Changxin Tian
Publications
Optimal Expert-Attention Allocation in Mixture-of-Experts: A Scalable Law for Dynamic Model Design
This paper presents a novel extension of neural scaling laws to Mixture-of-Experts (MoE) models, focusing on the optimal allocation of compute between expert and attention sub-layers. As MoE architectures have emerged as an efficient method for scaling model capacity without proportionally increasing computation, determining the optimal expert-attention compute ratio becomes critical. We define the ratio $r$ as the fraction of total FLOPs per token dedicated to the expert layers versus the attention layers, and explore how this ratio interacts with the overall compute budget and model sparsity. Through extensive experiments with GPT-style MoE Transformers, we empirically find that the optimal ratio $r^*$ follows a power-law relationship with total compute and varies with sparsity. Our analysis leads to an explicit formula for $r^*$, enabling precise control over the expert-attention compute allocation. We generalize the Chinchilla scaling law by incorporating this architectural parameter, providing a new framework for tuning MoE models beyond size and data. Our findings offer practical guidelines for designing efficient MoE models, optimizing performance while respecting fixed compute budgets.

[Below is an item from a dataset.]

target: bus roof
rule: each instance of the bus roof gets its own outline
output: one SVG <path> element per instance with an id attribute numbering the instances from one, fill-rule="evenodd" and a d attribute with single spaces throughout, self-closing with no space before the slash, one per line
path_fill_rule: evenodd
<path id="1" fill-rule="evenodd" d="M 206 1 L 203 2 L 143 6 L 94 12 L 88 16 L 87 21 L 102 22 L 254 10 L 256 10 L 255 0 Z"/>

MergeMix: Optimizing Mid-Training Data Mixtures via Learnable Model Merging
Optimizing data mixtures is essential for unlocking the full potential of large language models (LLMs), yet identifying the optimal composition remains computationally prohibitive due to reliance on heuristic trials or expensive proxy training. To address this, we introduce \textbf{MergeMix}, a novel approach that efficiently determines optimal data mixing ratios by repurposing model merging weights as a high-fidelity, low-cost performance proxy. By training domain-specific experts on minimal tokens and optimizing their merging weights against downstream benchmarks, MergeMix effectively optimizes the performance of data mixtures without incurring the cost of full-scale training. Extensive experiments on models with 8B and 16B parameters validate that MergeMix achieves performance comparable to or surpassing exhaustive manual tuning while drastically reducing search costs. Furthermore, MergeMix exhibits high rank consistency (Spearman $ρ> 0.9$) and strong cross-scale transferability, offering a scalable, automated solution for data mixture optimization.